The subject is treated in a more or less elementary manner. The diagrams and sketches are intended to explain the working principles of such examples of two and four-cycle engines as are now in actual operation in cargo ships, these being of the single-acting type. Double-acting and opposed-piston-type engines have been built and are being tried out.

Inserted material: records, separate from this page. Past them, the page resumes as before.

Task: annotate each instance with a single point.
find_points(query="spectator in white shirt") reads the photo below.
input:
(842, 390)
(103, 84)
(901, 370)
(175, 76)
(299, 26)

The working processes of two-cycle and four-cycle engines are illustrated and described in some detail, inclusive of critical comment. The working scheme of a four-cycle single-acting marine Diesel engine, shown diagrammatically, is followed through, covering the subjects of starting air, compression, fuel oil, lubricating oil, crankcase and fuel-valve design, valve gears and reversing, fuel pumps and Diesel-engine-driven auxiliaries on modern ships. A lengthy review of the development possibilities for engines of this type is then presented and a plea is made that the practical man cast his lot in with those who are trying to make our merchant marine permanent.